Beitragvon Fire » Dienstag 5. August 2003, 10:11

Die Epidemiologie ist da wohl keine Ausrede sondern die nüchterne Feststellung das sich der Forschungsaufwand nicht lohnt.
Klar ist dies für den Betroffenen nicht schön, aber es gibt wohl Krankheiten bei denen Forschung angebrachter ist als bei einem Pneumothorax.
Das Ärzte da kurzsichtig sind kann ich nicht nachvollziehen.
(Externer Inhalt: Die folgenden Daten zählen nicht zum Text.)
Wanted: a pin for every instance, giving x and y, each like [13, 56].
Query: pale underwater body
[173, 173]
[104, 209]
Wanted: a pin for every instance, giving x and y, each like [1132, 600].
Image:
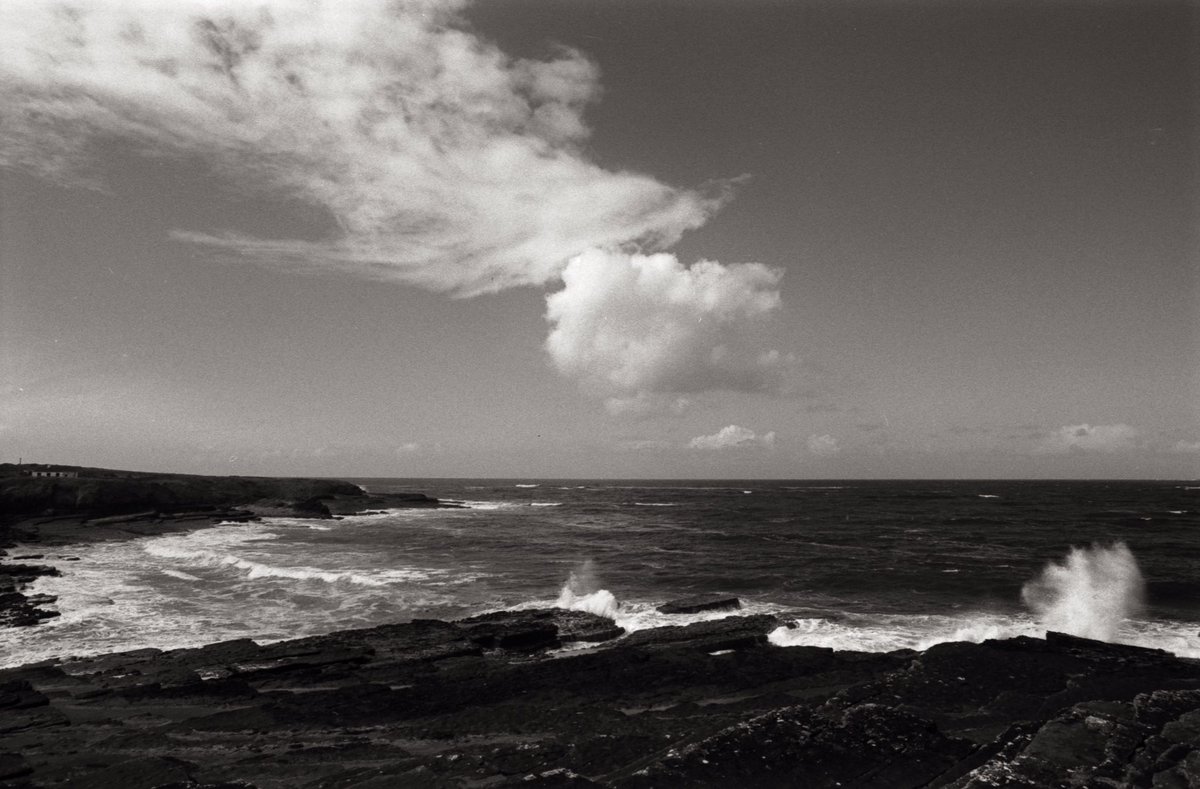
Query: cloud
[1089, 438]
[642, 445]
[444, 162]
[732, 437]
[823, 445]
[646, 329]
[647, 404]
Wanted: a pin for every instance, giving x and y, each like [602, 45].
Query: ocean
[856, 565]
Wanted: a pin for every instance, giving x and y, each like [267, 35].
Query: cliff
[105, 492]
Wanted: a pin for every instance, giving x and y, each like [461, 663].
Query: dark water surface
[851, 565]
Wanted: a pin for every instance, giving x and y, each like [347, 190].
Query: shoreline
[495, 700]
[508, 698]
[101, 505]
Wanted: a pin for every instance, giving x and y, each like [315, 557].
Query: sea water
[853, 565]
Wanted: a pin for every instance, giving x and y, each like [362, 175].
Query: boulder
[732, 632]
[697, 603]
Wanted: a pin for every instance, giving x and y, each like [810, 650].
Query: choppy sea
[853, 565]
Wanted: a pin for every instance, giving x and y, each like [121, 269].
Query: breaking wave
[582, 592]
[1091, 594]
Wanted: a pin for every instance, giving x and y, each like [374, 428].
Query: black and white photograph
[612, 393]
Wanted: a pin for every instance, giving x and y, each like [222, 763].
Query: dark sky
[981, 218]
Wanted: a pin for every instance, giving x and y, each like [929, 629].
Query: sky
[663, 239]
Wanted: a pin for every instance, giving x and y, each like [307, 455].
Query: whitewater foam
[1091, 594]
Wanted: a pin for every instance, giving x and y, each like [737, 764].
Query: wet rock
[732, 632]
[583, 626]
[523, 631]
[13, 765]
[697, 603]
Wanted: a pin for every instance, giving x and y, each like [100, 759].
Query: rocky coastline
[557, 698]
[511, 699]
[41, 513]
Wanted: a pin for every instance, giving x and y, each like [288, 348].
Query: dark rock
[513, 630]
[583, 626]
[732, 632]
[372, 504]
[13, 765]
[697, 603]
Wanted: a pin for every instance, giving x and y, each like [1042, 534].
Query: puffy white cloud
[645, 329]
[444, 162]
[732, 437]
[823, 445]
[1089, 438]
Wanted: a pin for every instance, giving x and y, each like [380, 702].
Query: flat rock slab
[697, 603]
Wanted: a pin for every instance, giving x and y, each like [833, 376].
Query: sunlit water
[855, 565]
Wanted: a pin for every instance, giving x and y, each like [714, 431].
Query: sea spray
[582, 592]
[1091, 594]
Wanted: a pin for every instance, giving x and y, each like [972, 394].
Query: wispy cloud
[1089, 438]
[444, 162]
[732, 437]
Unterhalte dich mal mit nem Thoraxchirurgen, der ist sich sehr wohl bewußt das er einen Teil seiner Patienten wiedersieht.

Viel wichtiger als mehr Forschung ist in meinen Augen die Fortbildung der Halbgötter in weiß, damit sie überhaupt mal auf dem aktuellen Wissensstand zum Thema Pneu sind. Das scheint mir bei den meisten nämlich nicht der Fall zu sein.

Zu deinen Ursachentheorien: Ich halte es generell nicht für sinnvoll epidemiologisch nicht validierte Aussagen so ohne weiteres im Raum stehen zu lassen. Das führt nur dazu, dass wir hier innerhalb kürzester Zeit x Ursachentheorien haben, die andere endgültig verwirren und in ihrem Leben einschränken.
Denn auch wenn nicht viel geforscht wird, werden doch ab und an mal epidemiologische Erhebungen gemacht um Hinweise auf Ursachen zu erhalten. Da die Fallzahlen sehr konstant sind gibt es auch hier keinen Anlass dazu anzunehmen, daß es eine Korrelation zwischen Pneus und z.B. Umweltgiften gibt.